# What You Need:
→ Vegetable Scraps
01 - 4 cups assorted vegetable trimmings (carrot peels, onion skins, celery ends, leek tops, mushroom stems, parsley stems, garlic skins)
→ Aromatics & Seasoning
02 - 1 bay leaf
03 - 5 to 7 black peppercorns
04 - 2 cloves garlic, crushed (optional)
05 - 1 teaspoon salt, or to taste (optional)
06 - 1 sprig fresh thyme or 1/2 teaspoon dried thyme (optional)
07 - 8 cups cold water
# How-To Steps:
01 - Collect clean, fresh vegetable scraps in a large bowl. Avoid using potato peels, brassicas such as broccoli, cauliflower, or cabbage, and overly starchy or sweet vegetables, as they may impart bitterness or cloudiness to the broth.
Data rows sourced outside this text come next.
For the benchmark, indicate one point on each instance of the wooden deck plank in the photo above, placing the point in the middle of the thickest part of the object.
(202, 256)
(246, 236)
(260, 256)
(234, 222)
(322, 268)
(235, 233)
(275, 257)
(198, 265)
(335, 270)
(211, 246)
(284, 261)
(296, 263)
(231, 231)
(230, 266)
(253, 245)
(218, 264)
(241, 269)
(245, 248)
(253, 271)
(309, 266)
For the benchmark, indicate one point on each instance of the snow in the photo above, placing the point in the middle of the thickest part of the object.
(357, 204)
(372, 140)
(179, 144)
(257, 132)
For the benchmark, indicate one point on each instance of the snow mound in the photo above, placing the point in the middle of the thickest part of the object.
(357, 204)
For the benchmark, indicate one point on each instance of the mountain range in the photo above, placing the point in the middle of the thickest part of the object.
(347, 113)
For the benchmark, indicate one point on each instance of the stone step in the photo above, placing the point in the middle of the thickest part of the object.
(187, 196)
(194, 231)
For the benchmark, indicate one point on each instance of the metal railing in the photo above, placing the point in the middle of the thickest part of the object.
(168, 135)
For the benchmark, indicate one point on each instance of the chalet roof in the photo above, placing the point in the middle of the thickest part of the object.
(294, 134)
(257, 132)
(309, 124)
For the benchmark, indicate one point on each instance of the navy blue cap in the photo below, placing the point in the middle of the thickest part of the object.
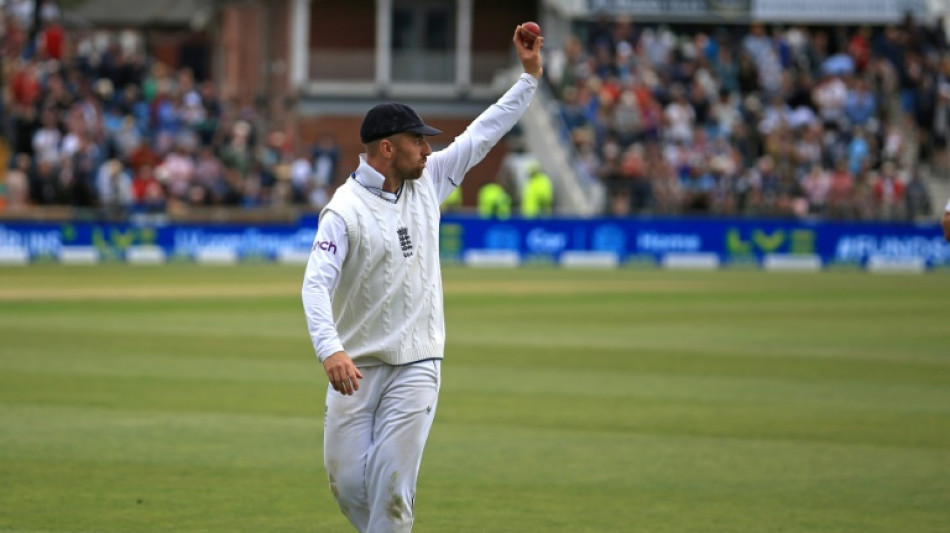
(391, 118)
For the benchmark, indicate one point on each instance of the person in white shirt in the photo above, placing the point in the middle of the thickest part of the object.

02 - Place the vegetable scraps, bay leaf, peppercorns, garlic, salt, and thyme in a large stockpot.
03 - Pour the cold water into the pot, ensuring all vegetable scraps are fully submerged.
04 - Bring the mixture to a boil over medium-high heat, then immediately reduce to a gentle simmer.
05 - Simmer uncovered for 45 to 60 minutes, occasionally skimming off any foam that rises to the surface.
06 - Sample the broth and adjust seasoning as needed with additional salt or aromatics.
07 - Pour the broth through a fine-mesh sieve or cheesecloth into a clean container. Discard all solids.
08 - Allow the broth to cool completely, then transfer to airtight containers. Refrigerate for up to 5 days or freeze for up to 3 months.